In 2010, Megabus launched its third and fourth hubs, in Philadelphia and Washington. It currently does $100 million in business annually, operating 135 buses each day to 50 U.S. cities. While other companies downsized over the past two years, Megabus hired 270 additional workers and invested $36 million in the business. Each month this year it will add five to six new double-deckers to its fleet.
For bus travel as a whole, the number of daily departures increased by 6 percent in 2010, twice the growth experienced by air travel and 12 times that of Amtrak.
The future of travel is the bus?
They’ve got some sweet Double Decker’s, too…
I’d love to travel the country in the front seat of the top deck.
A few friends of mine have taken it to Chicago from Minneapolis for under $10 one way each time.
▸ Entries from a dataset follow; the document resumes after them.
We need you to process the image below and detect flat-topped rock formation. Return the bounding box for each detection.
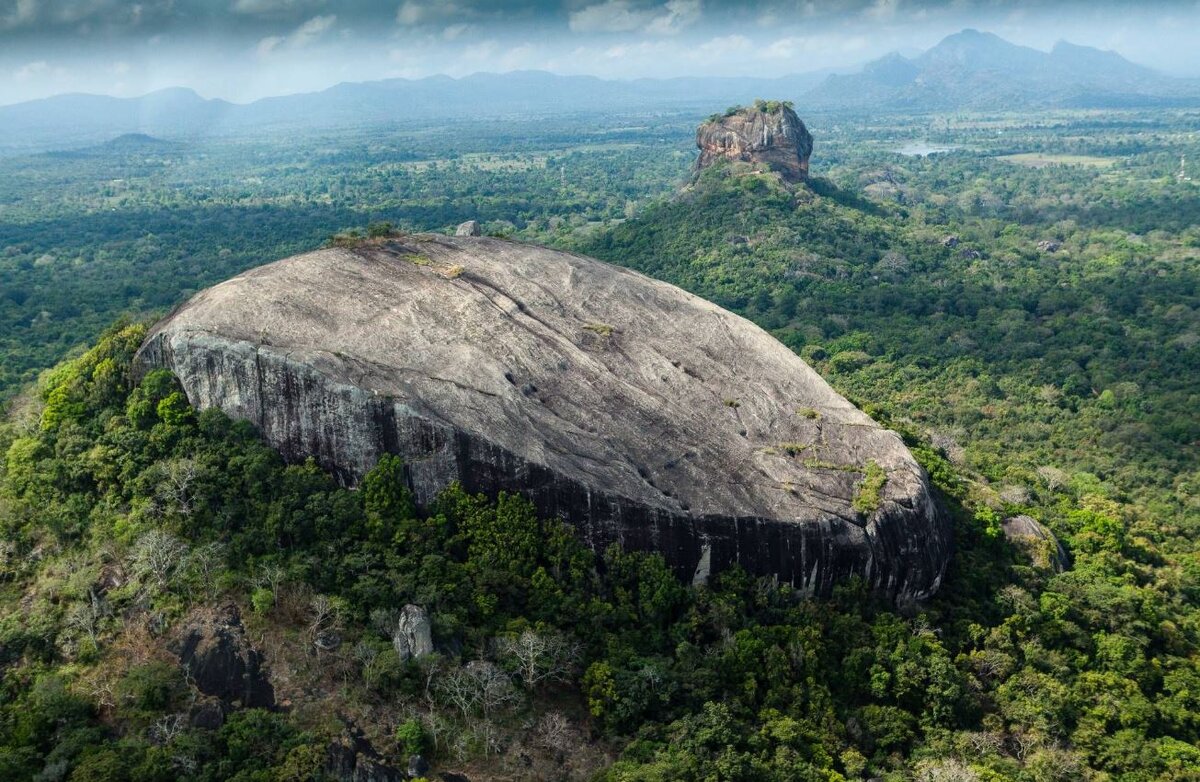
[696,101,814,182]
[137,235,949,600]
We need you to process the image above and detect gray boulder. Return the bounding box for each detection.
[1002,514,1069,571]
[393,604,434,662]
[326,730,405,782]
[408,755,430,778]
[455,220,482,237]
[188,701,225,730]
[136,235,950,601]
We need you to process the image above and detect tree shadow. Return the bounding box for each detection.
[804,176,889,217]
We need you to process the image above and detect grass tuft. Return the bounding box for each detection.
[583,322,615,337]
[852,460,888,515]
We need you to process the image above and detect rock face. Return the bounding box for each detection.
[695,103,813,182]
[137,235,950,600]
[393,604,434,662]
[175,605,274,708]
[408,755,431,778]
[455,220,482,237]
[326,729,405,782]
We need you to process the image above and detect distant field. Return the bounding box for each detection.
[997,152,1118,168]
[395,144,651,172]
[397,154,549,173]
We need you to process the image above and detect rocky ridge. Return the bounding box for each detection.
[137,235,949,601]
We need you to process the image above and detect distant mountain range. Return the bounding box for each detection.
[807,29,1200,110]
[2,29,1197,154]
[0,72,830,155]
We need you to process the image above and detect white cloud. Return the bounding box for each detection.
[644,0,701,36]
[232,0,309,14]
[290,13,336,46]
[442,23,470,40]
[763,36,799,59]
[863,0,900,22]
[762,32,870,61]
[256,34,284,56]
[569,0,701,36]
[602,40,671,61]
[499,43,536,70]
[568,1,651,34]
[395,0,424,25]
[50,0,113,25]
[397,1,465,26]
[13,59,49,81]
[697,34,752,58]
[758,1,818,27]
[839,34,870,53]
[255,14,336,57]
[1,0,38,30]
[460,39,498,61]
[1,0,170,28]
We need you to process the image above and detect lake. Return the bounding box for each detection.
[894,142,959,156]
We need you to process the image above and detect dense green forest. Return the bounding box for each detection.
[1,108,1199,780]
[0,117,694,396]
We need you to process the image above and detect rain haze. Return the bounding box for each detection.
[3,0,1200,105]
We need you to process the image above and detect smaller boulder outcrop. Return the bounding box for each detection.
[408,755,431,778]
[696,101,813,182]
[326,729,405,782]
[175,604,274,708]
[1002,515,1069,571]
[188,701,226,730]
[455,220,482,237]
[392,604,434,662]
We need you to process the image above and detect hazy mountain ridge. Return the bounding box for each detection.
[0,71,828,154]
[807,29,1197,110]
[1,29,1197,155]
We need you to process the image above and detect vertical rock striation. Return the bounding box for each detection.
[695,102,814,182]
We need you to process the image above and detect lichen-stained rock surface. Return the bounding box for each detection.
[137,235,950,600]
[392,604,434,662]
[174,604,274,708]
[696,103,814,182]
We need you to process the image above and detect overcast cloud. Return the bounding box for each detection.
[1,0,1199,105]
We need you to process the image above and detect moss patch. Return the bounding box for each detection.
[583,322,615,337]
[852,460,887,515]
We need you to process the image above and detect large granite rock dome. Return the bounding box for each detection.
[137,235,949,600]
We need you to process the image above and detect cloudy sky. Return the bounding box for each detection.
[3,0,1199,105]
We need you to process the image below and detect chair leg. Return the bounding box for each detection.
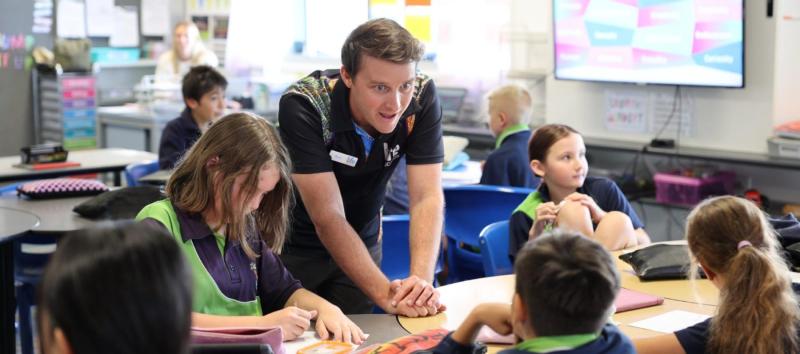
[17,284,34,354]
[445,238,459,284]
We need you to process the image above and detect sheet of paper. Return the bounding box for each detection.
[282,330,361,353]
[649,90,693,137]
[56,0,86,38]
[629,310,710,333]
[32,0,54,34]
[141,0,169,36]
[85,0,114,36]
[605,90,648,134]
[110,6,139,47]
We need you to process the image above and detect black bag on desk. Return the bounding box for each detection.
[619,244,704,280]
[73,186,163,220]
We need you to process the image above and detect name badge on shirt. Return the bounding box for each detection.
[330,150,358,167]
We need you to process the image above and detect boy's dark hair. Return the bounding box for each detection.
[341,18,425,78]
[182,65,228,105]
[515,230,620,336]
[38,221,192,354]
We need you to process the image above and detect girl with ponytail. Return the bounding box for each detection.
[634,195,800,354]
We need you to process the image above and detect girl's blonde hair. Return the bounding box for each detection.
[687,196,799,354]
[170,20,208,73]
[166,112,293,258]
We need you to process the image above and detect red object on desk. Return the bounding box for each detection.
[615,288,664,313]
[19,161,81,170]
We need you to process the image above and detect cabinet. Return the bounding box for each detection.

Pretty amazing. Of course, once they got a flat tire, and another time the bus got pulled over for speeding trying to make up time. But, seems like a very popular mode of transportation. I wouldn’t trade it for high-speed rail though.
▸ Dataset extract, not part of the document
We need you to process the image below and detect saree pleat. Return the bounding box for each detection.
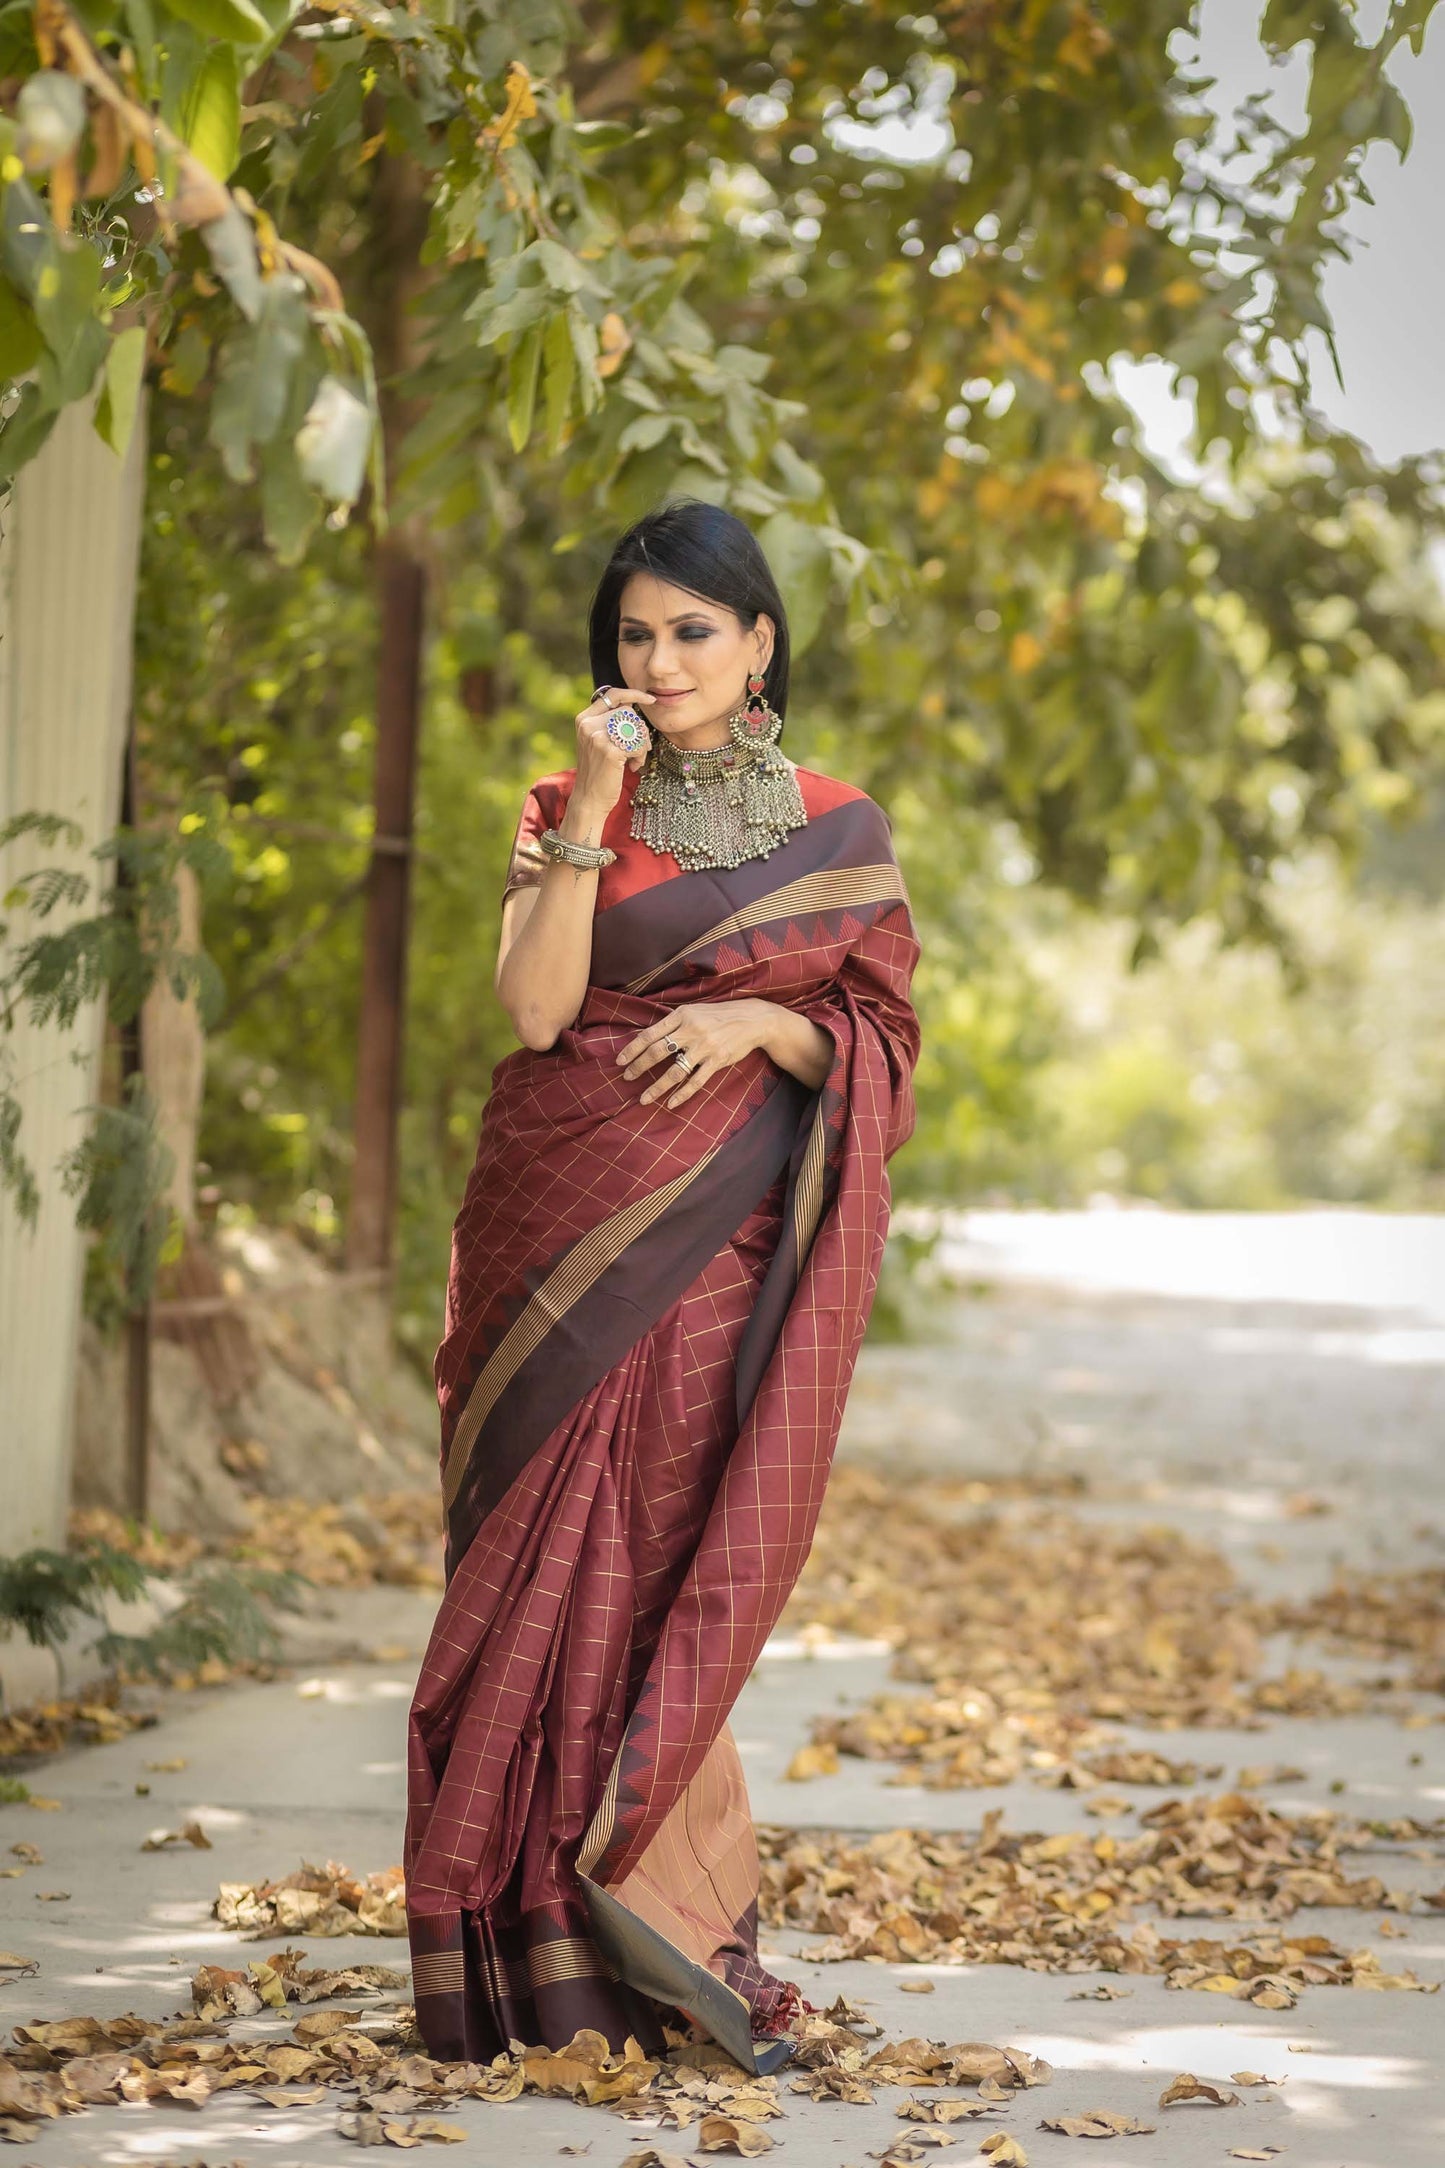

megabus is a college students best friend for getting home. I was actually thinking of taking a mega bus from Chicago to Detroit for Easter because flights are expensive and megabus is so cheap. Im not sure I could do anything over 5 or 6 hours on a bus though.
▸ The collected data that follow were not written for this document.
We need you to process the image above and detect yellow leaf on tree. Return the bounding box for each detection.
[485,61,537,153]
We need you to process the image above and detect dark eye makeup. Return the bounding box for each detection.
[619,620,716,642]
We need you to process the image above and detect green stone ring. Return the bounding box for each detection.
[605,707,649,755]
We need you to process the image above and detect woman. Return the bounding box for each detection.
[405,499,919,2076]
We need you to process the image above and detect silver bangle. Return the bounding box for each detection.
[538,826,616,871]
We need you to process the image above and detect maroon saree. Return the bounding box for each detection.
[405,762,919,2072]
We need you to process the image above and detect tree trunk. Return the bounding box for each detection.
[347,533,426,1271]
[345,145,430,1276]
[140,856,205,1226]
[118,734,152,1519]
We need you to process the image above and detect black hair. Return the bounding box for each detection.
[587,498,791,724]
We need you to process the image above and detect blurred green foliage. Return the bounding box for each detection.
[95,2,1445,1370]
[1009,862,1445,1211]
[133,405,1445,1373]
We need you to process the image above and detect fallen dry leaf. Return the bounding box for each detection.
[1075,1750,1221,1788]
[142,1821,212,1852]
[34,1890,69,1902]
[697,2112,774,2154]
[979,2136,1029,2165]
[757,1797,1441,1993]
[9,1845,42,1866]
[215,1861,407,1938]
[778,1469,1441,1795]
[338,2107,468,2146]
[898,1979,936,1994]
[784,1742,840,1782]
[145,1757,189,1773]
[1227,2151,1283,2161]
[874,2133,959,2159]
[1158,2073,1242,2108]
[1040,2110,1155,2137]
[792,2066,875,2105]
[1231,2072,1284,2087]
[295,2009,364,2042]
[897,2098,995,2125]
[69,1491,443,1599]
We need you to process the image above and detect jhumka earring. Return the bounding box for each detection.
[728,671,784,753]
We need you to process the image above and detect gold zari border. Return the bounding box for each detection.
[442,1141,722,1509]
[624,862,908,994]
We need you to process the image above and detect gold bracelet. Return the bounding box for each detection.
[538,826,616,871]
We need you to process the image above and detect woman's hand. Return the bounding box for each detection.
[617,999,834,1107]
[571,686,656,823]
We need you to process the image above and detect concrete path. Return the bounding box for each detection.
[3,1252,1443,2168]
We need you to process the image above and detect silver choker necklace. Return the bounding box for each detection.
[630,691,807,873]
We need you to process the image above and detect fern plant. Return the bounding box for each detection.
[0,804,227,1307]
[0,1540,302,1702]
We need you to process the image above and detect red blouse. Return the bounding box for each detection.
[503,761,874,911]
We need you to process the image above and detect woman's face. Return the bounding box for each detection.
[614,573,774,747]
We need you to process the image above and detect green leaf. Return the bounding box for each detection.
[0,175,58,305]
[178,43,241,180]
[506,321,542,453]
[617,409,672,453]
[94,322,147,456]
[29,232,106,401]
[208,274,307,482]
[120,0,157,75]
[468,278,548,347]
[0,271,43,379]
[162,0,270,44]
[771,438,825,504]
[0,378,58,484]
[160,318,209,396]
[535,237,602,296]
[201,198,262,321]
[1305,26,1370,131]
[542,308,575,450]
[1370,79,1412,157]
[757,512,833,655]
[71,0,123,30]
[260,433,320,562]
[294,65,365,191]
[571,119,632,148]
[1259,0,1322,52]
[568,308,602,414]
Being 6’-5" tall, mass transit and I are rarely on the same page as far as personal comfort is concerned. I think 3 hours is probably my limit by bus, and that’s pushing it. Air travel is almost as bad unless I get exit row.
Have you ever, ever, taken a bus trip further than across town?
I have… Indianapolis to Los Angeles… 53 hours transit time … one transfer, and 32 stops …
I mean, if ya gotta get there…
I’ve always wanted to design a bus for some reason… or a street car.
Have you seen the Bolt Bus? Pretty nice. Owned by Greyhound I think… also came across this bus which I think is a new Greyhound.
Bolt is also mentionned in that article.
On a side note, I checked a Greyhound bus price for Montreal-NYC. 11 hours and $260 for two round trip. Pretty ridiculous. I need to find out if there is a curbside bus service that does Montreal to NYC.
I thought of this thread again after reading this article during lunch:
America’s fastest and most reliable line, the north-eastern corridor’s Acela, averages a sluggish 70 miles per hour between Washington and Boston. The French TGV from Paris to Lyon, by contrast, runs at an average speed of 140mph. America’s trains aren’t just slow; they are late. Where European passenger service is punctual around 90% of the time, American short-haul service achieves just a 77% punctuality rating. Long-distance trains are even less reliable.
mo-i: You have nothing to complain about when it comes to trains my friend!